The success of many marriages depends upon the attitudes of the spouses toward joint finances. It's why many couples choose to sign prenuptial agreements before marrying.
But for others, prenups aren't on file when fiscal disasters loom on the horizon. But these couples still have the option to sign postnuptial agreements if they so choose.
What protections does a postnup offer?
Like prenuptial agreements, postnuptial agreements are legal contracts. Couples sign them at some point after getting married to designate how their financial resources shall be apportioned in the event they divorce.
Postnups are often useful when one of the spouses is fiscally irresponsible with community property funds. For instance, a postnup can specify that debts one spouse incurs will be solely the responsibility of that spouse to pay off if the two split up.
It should be noted, however, that creditors and civil courts do not have to honor a couple's postnuptial agreement and are still free to pursue both parties for debts incurred by one spouse during the marriage.
But these agreements are still helpful during divorce proceedings.
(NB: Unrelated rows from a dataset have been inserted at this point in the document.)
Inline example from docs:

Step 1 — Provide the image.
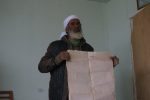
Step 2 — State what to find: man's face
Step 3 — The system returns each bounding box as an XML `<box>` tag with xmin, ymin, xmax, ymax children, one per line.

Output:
<box><xmin>66</xmin><ymin>19</ymin><xmax>81</xmax><ymax>33</ymax></box>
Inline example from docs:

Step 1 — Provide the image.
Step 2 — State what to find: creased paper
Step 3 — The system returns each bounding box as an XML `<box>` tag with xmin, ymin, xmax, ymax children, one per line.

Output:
<box><xmin>66</xmin><ymin>50</ymin><xmax>116</xmax><ymax>100</ymax></box>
They provide the court with additional insight into the relationship both spouses have with their finances.
Who needs postnups?
Spouses who have been married more than one time may decide to protect assets for children they had with former partners. Postnuptial agreements can provide some protections.
Couples attempting to work on a marriage already weakened by the infidelity of one spouse can use a postnup to demonstrate their intentions to rededicate themselves to their spouse and their marriage. The adulterous spouse can stipulate that the other receives the lion's share of the communally-owned resources should the marriage disintegrate due to a future indiscretion.
Another reason for a postnup may be to ensure that a spouse who stayed home to rear children and tend to domestic chores doesn't wind up destitute after a divorce because he or she lacks substantial work experience.
If you decide that a postnup is in order, both spouses need to retain separate counsel to review the agreement before it's signed and filed.